Figures 7(a) and 7(b) at higher magnifications show an indication of the repeated-cycles deformation mechanism, which appears to become the dominant wear mechanism. Abrasive wear deformation was caused by hard particles or hard protuberances [14], as shown in Figure 8(b). In Figures 9(a) and 9(b), the dominant wear mechanisms are of the abrasive and adhesive types; the former can be attributed to the presence of high shear stresses and low normal stresses. It is believed that the hard asperities on the disk surface can penetrate the copper alloy pin during sliding.

In Figure 10 it can be seen that the debris assumes a platelike shape; EDS analysis shows that the wear debris is composed mainly of metallic copper-nickel fragments, which were detached from the pin sample during wear testing.

Regarding the influence of slight variations in chemical composition on the hardness and wear resistance of the C18000 Copper alloy, there are different mechanisms to explain such observed change in properties during the tests carried out in this work.

The nominal C18000 Cu alloy composition range is 2.0% to 3.0% nickel, 0.4% to 0.8% silicon, and 0.1% to 0.5% chromium [12]. In this composition range, Si content only covers part of the concentrations required for stoichiometric formation of Cr and Ni silicides to form Ni₂Si and CrSi₂, so an increase in Si and decrease in Cr content within the said composition range will result in different mechanisms for the hardness increase observed in our case. Also, as Cr decreases (parallel to Si increase), hardness increase might be enhanced by the extra Si available for solid solution and nickel silicides formation as hardening mechanisms, especially considering the Si solid solution in Cu for solution and precipitation hardening mechanisms. As observed in our case, the C₁ alloy with more Si also exhibited higher hardness than the C₀ in the full solubility condition after a 1223 K, 3-hour solubility treatment.

From the obtained results we suggest that one, or a combination of these mechanisms explain the increase in hardness and wear resistance observed when silicon content is increased. The increase in hardness as aging time increases, which is a general trend in these alloys, is associated with fine precipitate dispersion [4]; in this case the observed fine silicide distribution having more Si available operates to increase hardness during the aging treatment. Electron microscope images in Figure 4 show these dispersive fine precipitates.
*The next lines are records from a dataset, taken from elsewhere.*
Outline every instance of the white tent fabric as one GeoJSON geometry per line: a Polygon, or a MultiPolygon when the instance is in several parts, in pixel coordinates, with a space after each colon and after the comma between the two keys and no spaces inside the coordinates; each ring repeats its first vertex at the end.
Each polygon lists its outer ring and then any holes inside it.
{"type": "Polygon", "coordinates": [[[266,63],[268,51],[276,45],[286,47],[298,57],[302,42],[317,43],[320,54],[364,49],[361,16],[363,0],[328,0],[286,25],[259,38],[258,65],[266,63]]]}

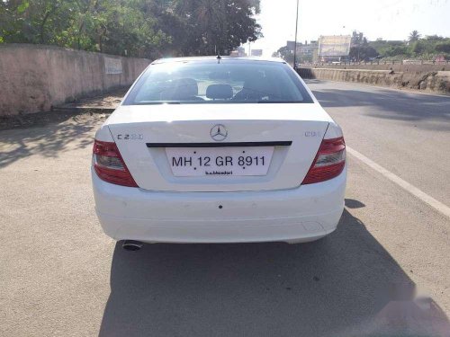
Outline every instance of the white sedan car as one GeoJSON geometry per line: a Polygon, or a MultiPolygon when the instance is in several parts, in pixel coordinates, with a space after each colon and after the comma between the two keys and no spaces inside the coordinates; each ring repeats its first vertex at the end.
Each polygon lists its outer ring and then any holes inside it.
{"type": "Polygon", "coordinates": [[[308,242],[342,215],[346,144],[283,60],[160,59],[96,132],[92,180],[128,249],[308,242]]]}

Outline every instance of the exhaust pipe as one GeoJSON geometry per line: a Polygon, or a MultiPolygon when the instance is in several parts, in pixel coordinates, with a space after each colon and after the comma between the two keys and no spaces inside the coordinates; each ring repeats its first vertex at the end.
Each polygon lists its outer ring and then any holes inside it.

The results obtained in this work are relevant in the context of the selection of high wearing resistance copper alloys, and in particular for the C18000 copper alloy when used in tribological applications as slight variation in chemical composition within the standard of the C18000 copper alloy might produce significant property deviations as shown in the tests carried out in the present work. Further work has to be done on this alloy as apparently the range of each individual chemical element concentration in the standard [12] is too wide for achieving uniform properties.

5. Conclusions

The well-known metallurgical behavior regarding hardness increase and wear resistance improvement obtained from precipitation of chromium and nickel silicides in a hardening treatment of a C 18000 copper alloy were confirmed in this work. Nevertheless, it was observed that a slight increase in Si and Ni and a slight decrease in Cr content in C₁ alloy produced a significant increase in hardness and wear resistance of C₁ compared with C₀, both within the nominal C18000 Copper alloy composition and having the same heat treatment history. Examination of the wear surfaces of the alloys mainly showed the presence of adhesive and abrasive wear mechanisms.

Acknowledgments

The authors thank the Universidad Nacional Autonoma de Mexico, FES-Cuautitlan, and the Centro de Investigacion y Asistencia Tecnica del Estado de Queretaro for the provision of facilities used to do this study and particularly Alicia del Real from CFATA-UNAM for her support in electron microscope and Mr. D. Stauffer for his help in the English version of this work.